Ni crecieron las desgracias, ni creció la violencia política, ni Renap estuvo implicado en fraudes, ni hubo Jueves Negro por parte de la Unidad Nacional de la Esperanza, ni cayó en Guatemala ninguna de las diez plagas de Egipto.

Renap y la frustración de las profecías

Cuando en octubre de 2010 el presidente Álvaro Colom reculó y anunció que no impondría una junta interventora al Registro Nacional de las Personas (Renap), hubo cierto alboroto y en algunos sectores poderosos una cierta sensación de derrota. Durante su mandato, Colom se había interpuesto varias veces entre el empresariado y sus intereses.
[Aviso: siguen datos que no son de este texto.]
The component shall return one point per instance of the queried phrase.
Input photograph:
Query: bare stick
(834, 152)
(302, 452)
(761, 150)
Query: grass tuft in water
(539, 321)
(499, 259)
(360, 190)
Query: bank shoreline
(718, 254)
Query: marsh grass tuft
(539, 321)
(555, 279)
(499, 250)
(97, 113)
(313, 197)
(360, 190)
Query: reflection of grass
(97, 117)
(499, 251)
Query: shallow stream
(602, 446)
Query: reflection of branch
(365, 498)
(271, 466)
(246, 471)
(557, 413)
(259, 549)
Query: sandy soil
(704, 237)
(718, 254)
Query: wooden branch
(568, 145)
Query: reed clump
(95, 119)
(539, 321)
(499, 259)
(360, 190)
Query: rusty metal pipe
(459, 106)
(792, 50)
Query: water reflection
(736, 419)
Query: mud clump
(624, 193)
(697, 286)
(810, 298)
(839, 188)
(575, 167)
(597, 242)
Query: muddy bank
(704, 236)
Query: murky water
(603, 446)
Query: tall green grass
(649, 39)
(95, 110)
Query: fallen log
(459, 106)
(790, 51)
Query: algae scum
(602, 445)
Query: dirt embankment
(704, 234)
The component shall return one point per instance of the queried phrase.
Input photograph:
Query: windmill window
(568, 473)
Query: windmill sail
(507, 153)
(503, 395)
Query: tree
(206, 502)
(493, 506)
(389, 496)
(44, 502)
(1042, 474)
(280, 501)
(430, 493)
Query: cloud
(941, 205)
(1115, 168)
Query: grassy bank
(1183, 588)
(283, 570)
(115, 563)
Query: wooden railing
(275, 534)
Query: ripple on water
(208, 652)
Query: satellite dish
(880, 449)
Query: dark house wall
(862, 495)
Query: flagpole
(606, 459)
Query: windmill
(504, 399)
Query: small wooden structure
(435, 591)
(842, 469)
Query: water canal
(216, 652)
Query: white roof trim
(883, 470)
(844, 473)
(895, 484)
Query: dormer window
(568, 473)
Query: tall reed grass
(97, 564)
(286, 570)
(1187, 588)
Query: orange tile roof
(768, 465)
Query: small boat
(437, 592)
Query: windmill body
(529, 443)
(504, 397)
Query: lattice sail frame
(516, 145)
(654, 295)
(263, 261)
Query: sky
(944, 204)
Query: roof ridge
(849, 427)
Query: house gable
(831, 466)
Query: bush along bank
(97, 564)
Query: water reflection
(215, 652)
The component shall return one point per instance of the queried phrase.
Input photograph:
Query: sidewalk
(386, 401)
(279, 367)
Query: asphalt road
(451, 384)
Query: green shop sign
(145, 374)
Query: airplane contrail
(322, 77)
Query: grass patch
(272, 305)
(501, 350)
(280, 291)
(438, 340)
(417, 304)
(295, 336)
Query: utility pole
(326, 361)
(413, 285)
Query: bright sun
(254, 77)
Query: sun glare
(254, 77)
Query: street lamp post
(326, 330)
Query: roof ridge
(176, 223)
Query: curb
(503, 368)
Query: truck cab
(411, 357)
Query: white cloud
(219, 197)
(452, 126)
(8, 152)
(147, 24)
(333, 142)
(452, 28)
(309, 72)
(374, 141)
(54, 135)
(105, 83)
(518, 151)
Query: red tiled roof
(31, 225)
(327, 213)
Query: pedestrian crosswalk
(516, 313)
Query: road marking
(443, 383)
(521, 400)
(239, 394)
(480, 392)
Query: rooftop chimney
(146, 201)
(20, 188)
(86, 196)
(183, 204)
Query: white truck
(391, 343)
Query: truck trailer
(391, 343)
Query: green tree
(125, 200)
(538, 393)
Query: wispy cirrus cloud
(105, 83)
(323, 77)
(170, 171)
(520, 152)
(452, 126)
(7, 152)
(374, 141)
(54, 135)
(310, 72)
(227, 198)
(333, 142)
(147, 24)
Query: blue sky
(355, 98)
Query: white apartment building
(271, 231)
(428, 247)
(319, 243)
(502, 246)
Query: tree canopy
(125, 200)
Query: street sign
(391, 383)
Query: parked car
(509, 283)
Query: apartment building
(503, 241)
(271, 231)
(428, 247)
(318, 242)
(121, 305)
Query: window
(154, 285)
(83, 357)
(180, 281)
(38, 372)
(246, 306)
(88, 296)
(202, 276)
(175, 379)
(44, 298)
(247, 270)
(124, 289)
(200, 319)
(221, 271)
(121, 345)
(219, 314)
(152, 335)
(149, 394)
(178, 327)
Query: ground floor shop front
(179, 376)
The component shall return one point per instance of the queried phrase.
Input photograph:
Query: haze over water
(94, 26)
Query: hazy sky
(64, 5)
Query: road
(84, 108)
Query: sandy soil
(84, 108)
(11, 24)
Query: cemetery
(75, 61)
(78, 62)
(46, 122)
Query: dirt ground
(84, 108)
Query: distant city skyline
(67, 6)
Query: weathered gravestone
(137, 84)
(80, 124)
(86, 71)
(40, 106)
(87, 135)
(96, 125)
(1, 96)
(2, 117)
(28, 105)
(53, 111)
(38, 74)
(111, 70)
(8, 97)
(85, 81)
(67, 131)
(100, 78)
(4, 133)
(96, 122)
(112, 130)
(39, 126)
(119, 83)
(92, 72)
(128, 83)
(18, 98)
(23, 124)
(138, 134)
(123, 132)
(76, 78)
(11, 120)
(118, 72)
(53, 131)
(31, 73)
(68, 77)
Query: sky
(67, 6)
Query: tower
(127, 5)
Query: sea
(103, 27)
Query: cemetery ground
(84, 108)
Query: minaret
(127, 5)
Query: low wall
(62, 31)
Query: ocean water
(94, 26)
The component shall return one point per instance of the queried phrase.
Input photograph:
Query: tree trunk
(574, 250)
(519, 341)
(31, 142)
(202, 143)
Aquel anuncio constituía una más: no cedía a las presiones que el Comité Coordinador de Asociaciones Agrícolas, Comerciales, Industriales y Financieras (CACIF) había impulsado para lograr la intervención. Esas presiones, multiplicadas por la prensa, partían de la idea de que, sin una intervención, se podían desencadenar graves problemas de gobernabilidad y la legitimidad de las elecciones quedaría en entredicho.

Antes y después del anuncio, algunos medios repetían aquellas ideas del Cacif y las asumían en sus editoriales como propias. ElPeriódico por ejemplo defendió que si el presidente Álvaro Colom le daba largas a la intervención técnica del Renap se debía sólo a que el oficialismo “estaba interesado en que el desorden y el despropósito” siguieran “reinando en la emisión del Documento Personal de Identificación”. Y luego añadía: “¿Qué se traerán entre manos los gobiernistas? ¿Sólo negocios? ¡Piensa mal y acertarás!, dice el refrán.”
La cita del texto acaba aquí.